We had the evidence of Sir Nevil Macready, Sir Leonard Dunning, and chief constables and social workers, and the Committee unanimously reported that in thickly populated areas, where offences against the law relating to women and children are not infrequent, there was not only scope, but urgent need, for the employment of women police, and they also said that the women should be specially qualified, highly trained and well paid.

(5) Editorial, Time and Tide (17th October, 1922)

It is true that we have been most singularly fortunate in our first two women members. They have set a standard to which few could hope to attain. Nevertheless, even though we can scarcely hope that many future women M.P.'s will achieve so conspicuous a success as have the first two it is undoubtedly most desirable to add to their number. In the last Parliament Lady Astor and Mrs. Wintringham were doing the work often ordinary people. No human being can be expected to keep going indefinitely at such a pressure. We publish today the first of a series of three articles dealing in some detail with the chances of the prospective women candidates who have been adopted up to the present. It seems clear from a close scrutiny of the list of seats placed at their disposals that none of the Parties have been prepared to pay much more than lip service to the proposition that it is desirable to have women in Parliament. The Independent Liberals head the list so far as numbers are concerned, but even the Independent Liberals do not so far appear to have given their women candidates any safe seats. Perhaps, however, there was some excuse for the 'Wee Frees,' seeing that they had not many safe seats to give.

Few people who have closely followed the course of events in the last Parliament will be found to deny that there is need in the next for a greater representation of women. And this not only on the general grounds that it is desirable to have national political problems fully envisaged from every possible angle, but also and at the present time particularly because there are still today a certain number of subjects the importance of which tends to be underrated by many of the men in Parliament but is adequately appreciated by women. The value of Lady Astor and Mrs. Wintringham has lain not only in their contributions upon general political questions but also in the steady hard work they have put in over such matters as the Criminal Law Amendment Bill (whose passage was largely due to their efforts), the Equal Guardianship of Infants Bill, the Women Police question (that any Women Police at all have been retained in the London area is due almost entirely to them), and other matters of the kind. It has lain also in the fact that they could be trusted to understand the point of view of the professional and working woman.

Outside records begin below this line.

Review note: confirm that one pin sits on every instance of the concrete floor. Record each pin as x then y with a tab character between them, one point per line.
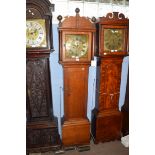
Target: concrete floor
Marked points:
109	148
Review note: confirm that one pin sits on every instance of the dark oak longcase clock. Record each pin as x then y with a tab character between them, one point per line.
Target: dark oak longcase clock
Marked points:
112	47
41	126
76	49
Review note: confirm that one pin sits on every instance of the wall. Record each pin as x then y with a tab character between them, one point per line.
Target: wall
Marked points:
57	82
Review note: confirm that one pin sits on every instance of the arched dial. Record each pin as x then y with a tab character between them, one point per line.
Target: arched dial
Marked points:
113	40
35	33
76	46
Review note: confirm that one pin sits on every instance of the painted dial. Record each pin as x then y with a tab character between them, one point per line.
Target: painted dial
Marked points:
113	40
76	46
35	33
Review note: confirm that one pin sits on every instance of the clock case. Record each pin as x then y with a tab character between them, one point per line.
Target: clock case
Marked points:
41	125
75	124
106	117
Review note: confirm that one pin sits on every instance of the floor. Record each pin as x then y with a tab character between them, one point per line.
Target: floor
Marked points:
109	148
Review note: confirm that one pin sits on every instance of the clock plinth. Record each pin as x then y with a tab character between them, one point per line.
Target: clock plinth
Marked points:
76	40
76	132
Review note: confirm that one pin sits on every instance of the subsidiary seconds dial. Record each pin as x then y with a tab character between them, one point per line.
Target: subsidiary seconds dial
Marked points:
35	33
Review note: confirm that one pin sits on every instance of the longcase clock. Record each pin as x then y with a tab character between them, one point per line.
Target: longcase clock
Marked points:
112	47
76	49
41	126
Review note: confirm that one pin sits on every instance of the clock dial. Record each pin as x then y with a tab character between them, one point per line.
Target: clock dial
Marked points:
76	46
35	33
114	40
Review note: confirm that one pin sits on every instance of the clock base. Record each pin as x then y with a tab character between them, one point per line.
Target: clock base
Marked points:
106	126
42	137
76	132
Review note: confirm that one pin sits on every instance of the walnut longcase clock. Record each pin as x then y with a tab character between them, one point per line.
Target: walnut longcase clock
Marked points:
76	49
41	127
112	48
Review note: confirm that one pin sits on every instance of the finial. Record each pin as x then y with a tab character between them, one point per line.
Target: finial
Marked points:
59	18
77	10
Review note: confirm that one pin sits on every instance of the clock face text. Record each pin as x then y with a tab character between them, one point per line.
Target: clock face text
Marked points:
35	33
113	40
76	46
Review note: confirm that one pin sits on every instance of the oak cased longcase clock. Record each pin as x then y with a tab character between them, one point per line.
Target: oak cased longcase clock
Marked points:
76	50
112	47
41	126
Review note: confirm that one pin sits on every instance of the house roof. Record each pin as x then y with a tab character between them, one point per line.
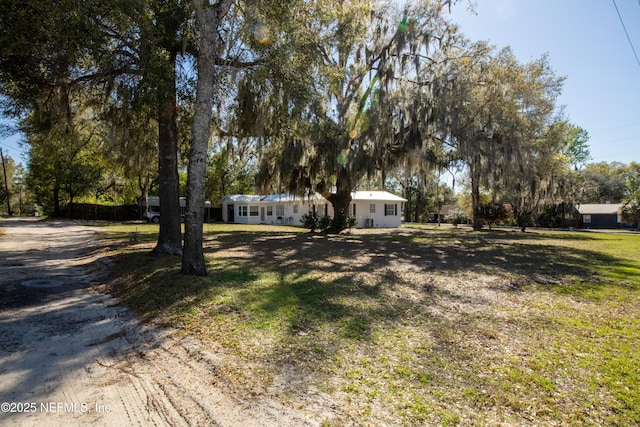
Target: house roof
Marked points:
242	198
599	209
285	197
376	195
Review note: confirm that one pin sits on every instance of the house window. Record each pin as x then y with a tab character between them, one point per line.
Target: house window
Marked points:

(6) Nancy Astor, speech during the General Strike in 1926.

We found such kindness and courage, and no bitterness among the miners and their wives. We returned with a longing to help, not only with milk and food, but in bringing about some method of settling disputes by some other way than war - for industrial disputes are war, in which the women and children suffer first and most. It all seems so useless and hopeless - here in this country, where all sections of the community seem to have the same virtues and the same faults. They certainly have the same sporting instincts, for they all asked for the winner of the Derby, and got a lecture on the evils of betting for their pains!